Jakarta, MK Online - Sekretaris Jenderal Mahkamah Konstitusi (MK) Janedjri M. Gaffar menutup secara resmi acara “Pendidikan dan Pelatihan Hukum Acara MK bagi Pengajar Hukum Acara MK” Angkatan II yang diselenggarakan oleh MK bekerjasama dengan Asosiasi Pengajar Hukum Acara MK (APHAMK), di Hotel Sahid, Jakarta, Jumat (30/9). Acara penutupan tersebut dihadiri oleh Ketua DPP APHAMK Widodo Eka Cahyana, dan sekitar seratus dosen dari berbagai Universitas di Indonesia.
Dalam sambutannya, Janedjri berharap kepada para peserta agar materi yang diterima dari para narasumber selama Diklat bisa bermanfaat dan bisa ditularkan kepada para dosen lainnya serta kepada para mahasiswa yang dibimbingnya.
Sebelum acara penutupan, selama empat hari yakni mulai tanggal 27 sampai 30 September 2011, para peserta menerima sejumlah materi dari belasan narasumber yang dihadirkan oleh MK. Narasumber pertama, yaitu Hakim Konstitusi Maria Farida Indrati. Dalam kemsempatan tersebut, Maria menyampaikan materi tentang Prosedur Beracara dalam Pengujian Undang-Undang (UU) terhadap UUD 1945 di MK. Menurutnya, pengujian UU terkait dengan dua hal, yaitu pengujian formil dan pengujian materiil. Pengujian materiil berkenaan dengan materi muatan dalam ayat, pasal, dan/atau UU yang dianggap bertentangan dengan UUD 1945. Sedangkan pengujian formil terkait dengan proses pembentukan Undang-undang dan hal-hal yang tidak termasuk pengujian materiil.
Menanggapi pertanyaan dari seorang peserta Diklat yang menanyakan bilamana terjadi kekosongan UU akibat dibatalkan oleh MK, Maria Farida mengatakan bahwa selama ini belum pernah terjadi putusan seperti itu. “Kalau PUU tidak pernah ada yang seperti itu, kecuali pada persoalan yang konkrit, yaitu terkait dengan PUU APBN,” papar Maria.

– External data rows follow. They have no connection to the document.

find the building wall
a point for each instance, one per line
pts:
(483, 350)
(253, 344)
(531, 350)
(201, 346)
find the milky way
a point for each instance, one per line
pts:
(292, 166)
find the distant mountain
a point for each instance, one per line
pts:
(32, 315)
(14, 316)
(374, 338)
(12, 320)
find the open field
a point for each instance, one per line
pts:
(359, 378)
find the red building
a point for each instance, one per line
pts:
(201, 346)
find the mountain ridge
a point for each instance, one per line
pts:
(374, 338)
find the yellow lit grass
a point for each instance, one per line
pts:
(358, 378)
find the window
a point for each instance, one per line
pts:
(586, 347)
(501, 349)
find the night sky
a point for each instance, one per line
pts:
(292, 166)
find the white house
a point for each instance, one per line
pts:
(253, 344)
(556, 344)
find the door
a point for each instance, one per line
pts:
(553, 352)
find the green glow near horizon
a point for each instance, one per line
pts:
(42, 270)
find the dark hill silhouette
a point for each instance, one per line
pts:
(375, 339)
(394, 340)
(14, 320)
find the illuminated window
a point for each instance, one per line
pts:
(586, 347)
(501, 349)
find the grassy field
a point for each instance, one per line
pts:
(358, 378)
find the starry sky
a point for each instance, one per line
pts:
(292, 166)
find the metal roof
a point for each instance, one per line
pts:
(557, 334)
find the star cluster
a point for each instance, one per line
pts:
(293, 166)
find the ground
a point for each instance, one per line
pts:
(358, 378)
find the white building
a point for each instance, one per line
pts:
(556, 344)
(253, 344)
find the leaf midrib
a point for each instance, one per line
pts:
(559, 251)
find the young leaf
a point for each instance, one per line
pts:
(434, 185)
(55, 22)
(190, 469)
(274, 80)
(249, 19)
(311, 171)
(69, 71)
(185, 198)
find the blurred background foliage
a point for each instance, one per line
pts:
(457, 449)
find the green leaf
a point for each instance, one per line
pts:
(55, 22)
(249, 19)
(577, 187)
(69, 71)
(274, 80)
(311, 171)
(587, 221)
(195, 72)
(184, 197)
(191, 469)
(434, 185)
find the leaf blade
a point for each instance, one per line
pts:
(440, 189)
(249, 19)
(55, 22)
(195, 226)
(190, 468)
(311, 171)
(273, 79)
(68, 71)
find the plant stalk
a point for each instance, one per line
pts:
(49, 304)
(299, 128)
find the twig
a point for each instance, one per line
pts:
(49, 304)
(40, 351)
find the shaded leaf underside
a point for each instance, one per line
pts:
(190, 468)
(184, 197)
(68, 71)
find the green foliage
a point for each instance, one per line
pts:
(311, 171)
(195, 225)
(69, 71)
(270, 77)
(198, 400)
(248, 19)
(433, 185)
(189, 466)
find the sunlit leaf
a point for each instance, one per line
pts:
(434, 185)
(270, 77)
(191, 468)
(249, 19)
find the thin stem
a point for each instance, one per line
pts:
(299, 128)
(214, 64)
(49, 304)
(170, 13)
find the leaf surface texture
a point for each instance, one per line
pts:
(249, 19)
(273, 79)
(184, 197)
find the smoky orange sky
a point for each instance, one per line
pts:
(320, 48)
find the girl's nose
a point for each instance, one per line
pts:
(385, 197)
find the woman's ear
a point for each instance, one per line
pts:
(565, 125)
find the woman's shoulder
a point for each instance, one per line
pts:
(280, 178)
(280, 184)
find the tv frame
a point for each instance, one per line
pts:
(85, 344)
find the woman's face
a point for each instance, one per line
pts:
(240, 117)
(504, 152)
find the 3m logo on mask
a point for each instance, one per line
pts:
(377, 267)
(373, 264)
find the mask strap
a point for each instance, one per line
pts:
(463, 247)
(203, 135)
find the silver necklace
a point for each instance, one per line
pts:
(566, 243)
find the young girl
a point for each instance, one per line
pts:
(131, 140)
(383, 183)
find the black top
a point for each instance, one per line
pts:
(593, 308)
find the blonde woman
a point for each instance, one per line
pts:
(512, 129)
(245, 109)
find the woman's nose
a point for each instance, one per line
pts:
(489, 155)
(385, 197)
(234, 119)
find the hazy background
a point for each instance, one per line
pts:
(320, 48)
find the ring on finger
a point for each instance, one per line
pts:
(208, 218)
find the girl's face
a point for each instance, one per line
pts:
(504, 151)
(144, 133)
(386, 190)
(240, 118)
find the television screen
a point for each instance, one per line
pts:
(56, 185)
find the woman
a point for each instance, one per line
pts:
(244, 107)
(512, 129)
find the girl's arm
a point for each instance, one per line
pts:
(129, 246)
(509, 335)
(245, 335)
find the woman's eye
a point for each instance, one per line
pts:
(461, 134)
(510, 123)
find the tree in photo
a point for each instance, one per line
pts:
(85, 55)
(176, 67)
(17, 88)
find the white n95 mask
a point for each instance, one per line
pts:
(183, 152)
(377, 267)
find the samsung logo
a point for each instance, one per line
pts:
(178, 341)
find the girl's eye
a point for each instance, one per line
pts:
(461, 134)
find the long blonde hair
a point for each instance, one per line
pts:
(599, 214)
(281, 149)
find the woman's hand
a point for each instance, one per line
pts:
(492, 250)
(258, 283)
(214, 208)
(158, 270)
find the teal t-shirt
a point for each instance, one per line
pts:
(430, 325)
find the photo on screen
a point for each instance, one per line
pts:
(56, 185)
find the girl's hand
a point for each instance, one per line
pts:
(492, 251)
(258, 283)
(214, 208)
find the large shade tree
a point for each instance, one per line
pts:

Narasumber kedua adalah Mantan Hakim Konstitusi I Dewa Gede Palguna. Dalam kesempatan itu ia menyampaikan dua materi, yaitu materi tentang Undang-Undang Dasar Negara RI 1945, dan materi tentang MK dalam sistem ketatanegaraan RI. Palguna menyampaikan materi dengan memulai pertanyaan, “mengapa perlu dibentuk MK? Apa fungsinya dalam sistem ketatanegaraan Indonesia?” Menurutnya, MK di negara manapun dibentuk untuk melaksanakan fungsi constitutional review yang tugas utamanya adalah untuk menjaga berfungsinya proses-proses demokrasi dalam hubungan yang saling mempengaruhi antara legislatif, eksekutif, dan yudikatif.
Sedangkan materi tentang “Teori dan Supremasi Konstitusi” disampaikan oleh mantan Hakim Konstitusi H.A.S. Natabaya. Materi lainnya, yaitu Prosedur Beracara Dalam Sengketa Kewenagan Konstitusional Lembaga Negara (SKLN) disampaikan oleh mantan Hakim Konstitusi Maruarar Siahaan.
Narasumber lainnya adalah Panitera MK Kasianur Sidauruk yang menyampaikan materi tentang Penyelenggara Administrasi Yustisial, misalnya terkait Permohonan Perkara, Sidang, sampai Pengucapan Putusan. Sementara Hakim Konstitusi Akil Mochtar menyampaikan materi yang berjudul Prosedur Beracara dalam Perselisihan Hasil Pemilihan Umum (PHPU).
Sementara pada Kamis (29/9), para peserta Diklat melakukan Praktek Penyusunan Permohonan PUU dan Praktek Penyusunan Putusan PUU, yang dipimpin oleh Wiryanto dan Pan Faiz dari MK. Setelah itu, para Peserta mendapatkan materi terkait dengan Prosedur Beracara dalam Pembubaran Partai Politik oleh M. Ali Safaat, Pembantu Dekan I Fakultas Hukum Universitas Brawijaya, Malang, dan materi lainnya yaitu tengang Pancasila disampaikan oleh Arief Hidayat, Guru Besar Universitas Dipenogoro.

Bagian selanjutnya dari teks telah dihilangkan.